Epidermal peroxisome proliferator-activated receptor γ as a target for ultraviolet B radiation

Ultraviolet B radiation ( UVB) is a pro-oxidative stressor with profound effects on skin in part through its ability to stimulate cytokine production. Peroxisome proliferator-activated receptor gamma (PPARgamma) has been shown to regulate inflammatory processes and cytokine release in various cell types. Since the oxidized glycerophospholipid 1-hexadecyl-2-azelaoyl glycerophosphocholine (azPC) has been shown to be a potent PPARgamma agonist, this study was designed to assess whether the PPARgamma system is a target for UVB irradiation and involved in UVB-induced inflammation in epidermal cells.
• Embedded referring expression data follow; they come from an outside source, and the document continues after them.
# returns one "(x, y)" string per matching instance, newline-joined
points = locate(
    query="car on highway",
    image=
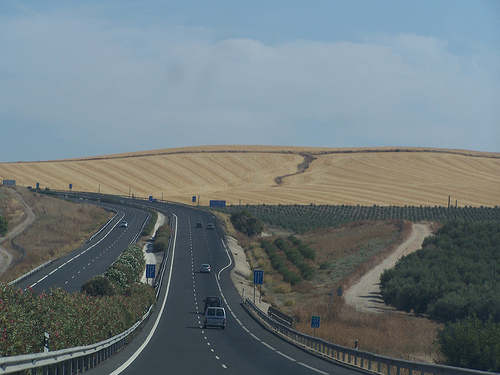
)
(212, 301)
(205, 268)
(215, 317)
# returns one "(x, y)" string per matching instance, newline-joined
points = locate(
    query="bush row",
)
(148, 228)
(294, 255)
(452, 277)
(70, 319)
(124, 272)
(162, 239)
(244, 222)
(278, 264)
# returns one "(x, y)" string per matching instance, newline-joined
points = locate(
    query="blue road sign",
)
(258, 277)
(315, 321)
(214, 203)
(150, 271)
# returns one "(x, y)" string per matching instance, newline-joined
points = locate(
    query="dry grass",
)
(363, 244)
(59, 228)
(249, 174)
(10, 208)
(389, 334)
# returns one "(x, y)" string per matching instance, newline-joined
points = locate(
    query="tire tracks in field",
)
(5, 256)
(365, 294)
(301, 168)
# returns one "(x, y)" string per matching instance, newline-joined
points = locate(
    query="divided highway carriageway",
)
(173, 340)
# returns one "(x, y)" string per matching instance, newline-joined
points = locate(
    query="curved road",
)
(71, 271)
(174, 342)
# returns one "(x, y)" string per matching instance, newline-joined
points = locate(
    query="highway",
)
(173, 340)
(74, 269)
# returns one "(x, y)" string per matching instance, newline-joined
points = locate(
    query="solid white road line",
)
(155, 326)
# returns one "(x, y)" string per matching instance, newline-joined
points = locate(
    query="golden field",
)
(279, 175)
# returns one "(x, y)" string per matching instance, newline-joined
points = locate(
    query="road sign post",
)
(315, 322)
(258, 279)
(339, 292)
(150, 271)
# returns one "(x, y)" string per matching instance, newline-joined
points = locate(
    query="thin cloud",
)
(142, 88)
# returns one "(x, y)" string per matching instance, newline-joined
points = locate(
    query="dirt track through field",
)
(365, 294)
(5, 256)
(279, 175)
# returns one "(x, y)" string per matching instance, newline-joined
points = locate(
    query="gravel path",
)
(5, 256)
(365, 294)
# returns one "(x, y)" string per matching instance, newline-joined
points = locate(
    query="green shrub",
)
(162, 239)
(471, 343)
(99, 286)
(244, 222)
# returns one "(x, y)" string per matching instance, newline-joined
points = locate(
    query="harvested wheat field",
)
(279, 175)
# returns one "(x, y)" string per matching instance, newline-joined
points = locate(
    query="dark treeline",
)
(303, 218)
(454, 279)
(453, 276)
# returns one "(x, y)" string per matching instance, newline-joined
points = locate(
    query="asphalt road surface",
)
(71, 271)
(174, 342)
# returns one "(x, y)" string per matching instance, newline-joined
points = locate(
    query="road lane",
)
(181, 345)
(74, 269)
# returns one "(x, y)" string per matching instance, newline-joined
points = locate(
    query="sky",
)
(91, 78)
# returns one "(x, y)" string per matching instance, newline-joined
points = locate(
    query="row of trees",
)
(303, 218)
(454, 279)
(278, 263)
(244, 222)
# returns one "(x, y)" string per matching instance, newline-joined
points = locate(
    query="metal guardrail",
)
(73, 360)
(82, 358)
(353, 357)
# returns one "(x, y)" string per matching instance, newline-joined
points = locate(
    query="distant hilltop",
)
(279, 175)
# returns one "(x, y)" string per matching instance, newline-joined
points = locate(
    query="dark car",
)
(215, 317)
(212, 301)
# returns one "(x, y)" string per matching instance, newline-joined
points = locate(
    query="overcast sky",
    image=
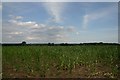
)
(60, 22)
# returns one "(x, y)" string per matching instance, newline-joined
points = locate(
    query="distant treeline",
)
(53, 44)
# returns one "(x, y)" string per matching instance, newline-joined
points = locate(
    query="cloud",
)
(96, 15)
(55, 9)
(15, 17)
(71, 29)
(17, 30)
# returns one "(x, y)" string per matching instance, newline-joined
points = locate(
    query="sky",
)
(58, 22)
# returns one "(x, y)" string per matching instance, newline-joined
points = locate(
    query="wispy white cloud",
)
(15, 17)
(95, 15)
(55, 9)
(31, 31)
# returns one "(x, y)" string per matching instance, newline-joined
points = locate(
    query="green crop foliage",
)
(43, 59)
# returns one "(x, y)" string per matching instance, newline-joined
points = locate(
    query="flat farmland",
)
(81, 61)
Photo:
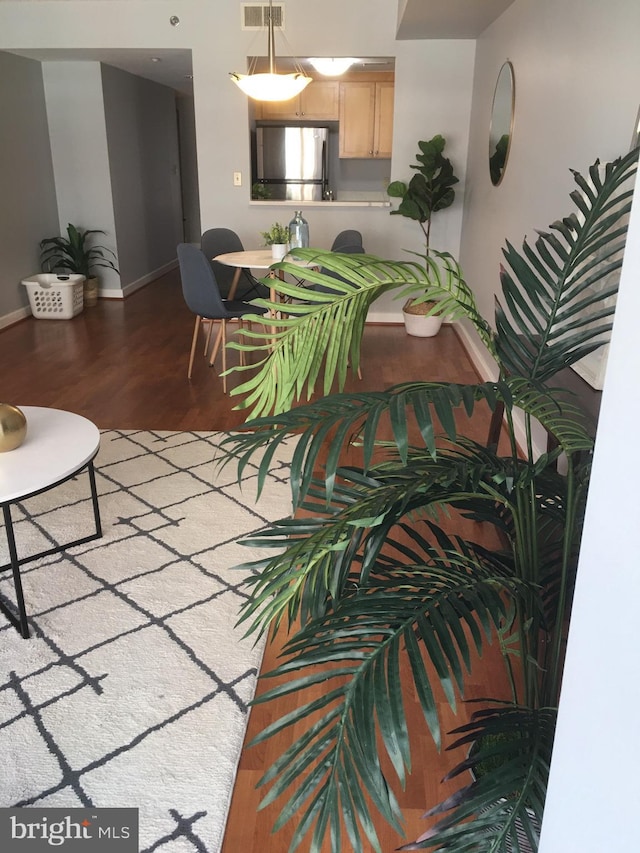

The present studies demonstrated the presence of PPARgamma mRNA and functional protein in human keratinocytes and epithelial cell lines HaCaT, KB, and A431. The treatment of epidermal cells with the PPARgamma-specific agonist ciglitazone or azPC augmented cyclooxygenase-2 expression and enzyme activity induced by phorbol 12-myristate-13-acetate or interleukin-1beta. Lipid extracts from the cell homogenate of UVB-irradiated, but not control, cells contained a PPARgamma-agonistic activity identified by reporter assay, and this activity up-regulated cyclooxygenase-2 expression induced by phorbol 12-myristate-13-acetate. Subjecting purified 1-hexadecyl-2-arachidonoyl-glycerophosphocholine to UVB irradiation generated a PPARgamma-agonistic activity, among which the specific PPARgamma agonist azPC was identified by mass spectrometry. These findings suggested that UVB-generated PPARgamma-agonistic activity was due to the free radical mediated nonenzymatic cleavage of endogenous glycerophosphocholines. Treatment with the specific PPARgamma antagonist GW9662 or expression of a dominant-negative PPARgamma mutant in KB cells inhibited UVB-induced epidermal cell prostaglandin E-2 production. These findings suggested that UVB-generated PPARgamma activity is necessary for the optimal production of epidermal prostaglandins. These studies demonstrated that epithelial cells contain a functional PPARgamma system, and this system is a target for UVB through the production of novel oxidatively modified endogenous phospholipids.